In [None]:
from datasets import load_dataset
from transformers import AutoTokenizer
from transformers import DataCollatorForSeq2Seq
from transformers import AutoModelForSeq2SeqLM, Seq2SeqTrainingArguments, Seq2SeqTrainer

In [2]:
mt5_tokenizer = AutoTokenizer.from_pretrained("google/mt5-small")
mt5_model = AutoModelForSeq2SeqLM.from_pretrained("google/mt5-small")

In [None]:
data_files = {"train": "/home/ubuntu/teach-trans/train_hinglish_english.csv", 'valid': "/home/ubuntu/teach-trans/valid_hinglish_english.csv"}
dataset = load_dataset("csv", data_files=data_files)

In [None]:
source_lang = "en"
target_lang = "hi"
prefix = "translate English to Hinglish: "


def preprocess_function(examples):
    # print(examples)
    inputs = [prefix + example for example in examples['English']]
    targets = examples['Hinglish']
    model_inputs = mt5_tokenizer(inputs, truncation=True)

    with mt5_tokenizer.as_target_tokenizer():
        labels = mt5_tokenizer(targets, truncation=True)

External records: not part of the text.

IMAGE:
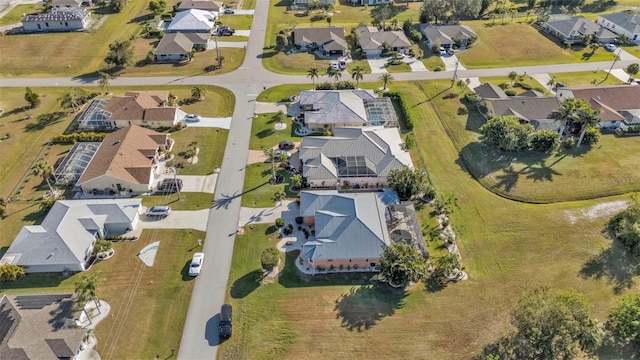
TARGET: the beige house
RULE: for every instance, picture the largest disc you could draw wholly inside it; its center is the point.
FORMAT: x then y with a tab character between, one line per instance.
128	162
142	108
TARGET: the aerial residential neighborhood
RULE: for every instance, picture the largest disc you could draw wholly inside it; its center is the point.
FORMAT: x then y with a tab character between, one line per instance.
259	179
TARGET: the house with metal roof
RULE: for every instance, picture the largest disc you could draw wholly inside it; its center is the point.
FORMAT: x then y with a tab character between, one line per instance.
371	40
361	157
330	40
143	108
57	20
351	229
35	327
573	29
176	47
128	162
326	109
193	20
65	239
446	35
530	107
619	105
622	23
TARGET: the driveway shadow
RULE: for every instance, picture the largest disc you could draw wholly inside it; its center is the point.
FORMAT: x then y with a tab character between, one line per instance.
211	330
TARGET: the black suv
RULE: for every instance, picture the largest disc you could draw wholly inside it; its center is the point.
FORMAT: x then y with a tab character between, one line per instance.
224	329
170	185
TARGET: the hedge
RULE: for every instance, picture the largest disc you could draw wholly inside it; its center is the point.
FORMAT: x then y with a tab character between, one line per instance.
404	108
78	137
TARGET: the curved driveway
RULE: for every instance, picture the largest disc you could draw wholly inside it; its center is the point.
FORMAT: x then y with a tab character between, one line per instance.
200	336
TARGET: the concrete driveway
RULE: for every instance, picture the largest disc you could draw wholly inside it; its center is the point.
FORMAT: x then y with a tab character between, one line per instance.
223	123
178	219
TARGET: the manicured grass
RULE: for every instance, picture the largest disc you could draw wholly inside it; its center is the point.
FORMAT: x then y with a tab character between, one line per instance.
69	54
211	141
402	67
495	47
16	14
257	192
188	200
237	22
263	134
586	78
497	80
149	304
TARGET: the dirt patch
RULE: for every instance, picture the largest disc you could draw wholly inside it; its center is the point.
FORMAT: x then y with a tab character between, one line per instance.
597	211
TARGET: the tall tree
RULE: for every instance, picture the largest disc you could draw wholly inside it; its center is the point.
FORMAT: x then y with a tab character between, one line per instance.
120	54
44	169
32	98
386	79
104	80
401	263
356	74
313	73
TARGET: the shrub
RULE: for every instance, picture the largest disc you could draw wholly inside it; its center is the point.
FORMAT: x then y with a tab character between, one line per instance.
269	258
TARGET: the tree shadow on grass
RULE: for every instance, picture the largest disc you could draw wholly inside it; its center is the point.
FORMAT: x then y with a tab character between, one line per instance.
613	264
364	306
246	284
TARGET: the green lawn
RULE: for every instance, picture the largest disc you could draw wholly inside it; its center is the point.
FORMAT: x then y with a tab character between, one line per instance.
495	47
188	200
263	134
586	78
211	141
257	192
16	14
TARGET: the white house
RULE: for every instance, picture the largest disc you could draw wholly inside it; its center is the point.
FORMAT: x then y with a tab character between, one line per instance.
65	239
622	23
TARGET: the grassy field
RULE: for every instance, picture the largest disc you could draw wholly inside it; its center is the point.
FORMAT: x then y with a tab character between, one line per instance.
211	141
263	134
585	78
495	47
16	14
559	245
257	192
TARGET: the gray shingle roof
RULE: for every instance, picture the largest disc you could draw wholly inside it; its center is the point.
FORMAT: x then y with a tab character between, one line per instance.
629	22
378	149
348	225
371	39
68	230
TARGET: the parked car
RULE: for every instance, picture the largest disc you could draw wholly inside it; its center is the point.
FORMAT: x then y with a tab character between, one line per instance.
170	185
192	118
226	321
286	145
278	152
196	264
159	210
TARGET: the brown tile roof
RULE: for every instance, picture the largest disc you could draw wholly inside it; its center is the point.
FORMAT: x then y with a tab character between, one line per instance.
125	154
144	105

    model_inputs["labels"] = labels["input_ids"]
    return model_inputs

In [None]:
tokenized_dataset = dataset.map(preprocess_function, batched=True)

In [None]:
tokenized_dataset['train'][0]

In [None]:
data_collator = DataCollatorForSeq2Seq(tokenizer=mt5_tokenizer, model=mt5_model)

In [None]:
training_args = Seq2SeqTrainingArguments(
    output_dir="/home/ubuntu/teach-trans/results",
    evaluation_strategy="epoch",
    learning_rate=2e-5,
    per_device_train_batch_size=4,
    per_device_eval_batch_size=4,
    weight_decay=0.01,
    save_total_limit=3,
    num_train_epochs=3,
    fp16=True,
)

trainer = Seq2SeqTrainer(
    model=mt5_model,
    args=training_args,
    train_dataset=tokenized_dataset["train"],
    eval_dataset=tokenized_dataset["valid"],
    tokenizer=mt5_tokenizer,
    data_collator=data_collator,
)

In [None]:
trainer.train()